Separately, Congress is getting dangerously close to defunding Planned Parenthood, which provides cancer screenings, sexually transmitted infection care, and reproductive health services to millions of women every year. The organization has already issued a warning that our existing infrastructure can't absorb the patients who would be displaced if it's forced to shut down.

This is what happens when the people in charge — who are often men — don't stop to ask women what they need.

Trump, historically, hasn't been all that great at understanding things that are outside his own very specific personal experience.

At a recent press conference, Trump expressed his frustration with the slow pace of Obamacare reform, saying, "Nobody knew health care could be so complicated." While it's true that he probably didn't realize that (after all, as a lifelong rich person, he's probably never had to worry about health care), just about everyone else on planet Earth — right, left, and center — did.

Trump, like most members of Congress and, apparently, health insurance company CEOs, has never been a woman. He's never been pregnant. He's never taken hormonal birth control. He's never had a mammogram or a pap smear. He's probably never bought tampons. The notion that he and a dozen male health honchos can hammer out a plan that's fundamentally fair to women and takes their particular challenges into account without consulting or involving women in the process is dubious at best.

The obvious next step? Trump needs to ask women what they need out of a health care law.

Women! Photo via iStock.

The good news is that there are plenty who are more than qualified to give the president some notes. He could ask any number of the dozens of female Ph.D.s at American universities who study health policy. He could ask Oregon Gov. Kate Brown or Rhode Island Gov. Gina Raimondo, who oversaw successful implementations of the Affordable Care Act in their states.

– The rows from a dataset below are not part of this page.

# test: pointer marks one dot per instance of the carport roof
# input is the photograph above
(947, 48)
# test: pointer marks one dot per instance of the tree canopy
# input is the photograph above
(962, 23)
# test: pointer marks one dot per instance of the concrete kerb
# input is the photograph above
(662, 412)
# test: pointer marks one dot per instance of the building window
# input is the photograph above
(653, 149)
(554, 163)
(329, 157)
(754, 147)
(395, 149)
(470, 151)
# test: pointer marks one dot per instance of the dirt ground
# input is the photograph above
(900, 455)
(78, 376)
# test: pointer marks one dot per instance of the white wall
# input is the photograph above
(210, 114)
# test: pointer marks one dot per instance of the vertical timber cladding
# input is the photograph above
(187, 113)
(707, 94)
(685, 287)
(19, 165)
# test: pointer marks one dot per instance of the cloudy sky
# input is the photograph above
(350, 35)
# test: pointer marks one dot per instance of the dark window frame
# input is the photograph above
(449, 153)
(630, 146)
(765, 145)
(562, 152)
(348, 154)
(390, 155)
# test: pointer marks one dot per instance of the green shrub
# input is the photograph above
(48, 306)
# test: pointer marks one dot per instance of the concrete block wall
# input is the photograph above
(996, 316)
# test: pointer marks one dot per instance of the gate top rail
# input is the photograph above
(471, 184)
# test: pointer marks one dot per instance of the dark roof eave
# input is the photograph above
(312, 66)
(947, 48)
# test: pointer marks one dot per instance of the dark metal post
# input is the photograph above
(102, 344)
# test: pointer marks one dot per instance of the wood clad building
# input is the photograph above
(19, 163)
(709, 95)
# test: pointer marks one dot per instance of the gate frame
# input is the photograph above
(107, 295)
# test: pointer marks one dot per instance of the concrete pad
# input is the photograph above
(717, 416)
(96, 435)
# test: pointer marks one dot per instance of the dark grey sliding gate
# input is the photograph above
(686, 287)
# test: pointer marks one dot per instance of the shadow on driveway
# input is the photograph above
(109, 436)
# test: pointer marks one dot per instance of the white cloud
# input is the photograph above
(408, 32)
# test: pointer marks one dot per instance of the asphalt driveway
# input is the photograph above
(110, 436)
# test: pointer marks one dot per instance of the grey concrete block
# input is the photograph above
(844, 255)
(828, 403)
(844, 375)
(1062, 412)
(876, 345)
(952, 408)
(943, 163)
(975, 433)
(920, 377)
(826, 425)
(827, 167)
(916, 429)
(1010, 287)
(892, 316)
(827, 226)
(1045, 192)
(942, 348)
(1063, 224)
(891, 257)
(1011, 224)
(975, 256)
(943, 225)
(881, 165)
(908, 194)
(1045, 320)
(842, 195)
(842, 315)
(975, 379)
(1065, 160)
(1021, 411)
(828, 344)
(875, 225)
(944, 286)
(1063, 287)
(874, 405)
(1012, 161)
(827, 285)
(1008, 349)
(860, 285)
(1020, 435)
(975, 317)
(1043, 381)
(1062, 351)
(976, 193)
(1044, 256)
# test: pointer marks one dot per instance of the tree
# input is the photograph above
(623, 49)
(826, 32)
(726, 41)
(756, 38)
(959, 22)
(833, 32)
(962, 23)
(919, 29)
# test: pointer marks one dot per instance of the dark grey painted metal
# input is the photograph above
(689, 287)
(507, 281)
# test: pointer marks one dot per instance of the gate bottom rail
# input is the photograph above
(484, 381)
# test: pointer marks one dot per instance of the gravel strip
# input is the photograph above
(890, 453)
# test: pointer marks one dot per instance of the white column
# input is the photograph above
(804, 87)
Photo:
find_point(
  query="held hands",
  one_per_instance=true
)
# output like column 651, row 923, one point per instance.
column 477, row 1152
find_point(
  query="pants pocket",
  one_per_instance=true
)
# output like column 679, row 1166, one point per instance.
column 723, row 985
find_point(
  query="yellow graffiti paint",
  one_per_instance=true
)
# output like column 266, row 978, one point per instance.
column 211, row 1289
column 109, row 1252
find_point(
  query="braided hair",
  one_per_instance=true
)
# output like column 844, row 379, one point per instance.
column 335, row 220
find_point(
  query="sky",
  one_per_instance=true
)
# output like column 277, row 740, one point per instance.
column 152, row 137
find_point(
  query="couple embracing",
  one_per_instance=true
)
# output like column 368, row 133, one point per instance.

Health insurer CEOs certainly aren't the be-all-end-all of advice, but if Trump wanted to ask one, he could get even in touch with Karen Ignagni of EmblemHealth.

Getting some women in the room isn't a panacea.

Trump is stubborn, and ultimately Congress is going to be the primary driver of Obamacare repeal and replace anyway. But for a president whose opinion seems to be moved by the last person he spoke to, having some qualified ladies tell him about the need for birth control, safe abortion, and cervical cancer screenings couldn't hurt. And he should want to hear from them!

Heck, even asking Ivanka would be a step forward.

She seems to favor a more gender-balanced approach to decision-making after all.

It might not change his approach.

But dear God. He could at least ask.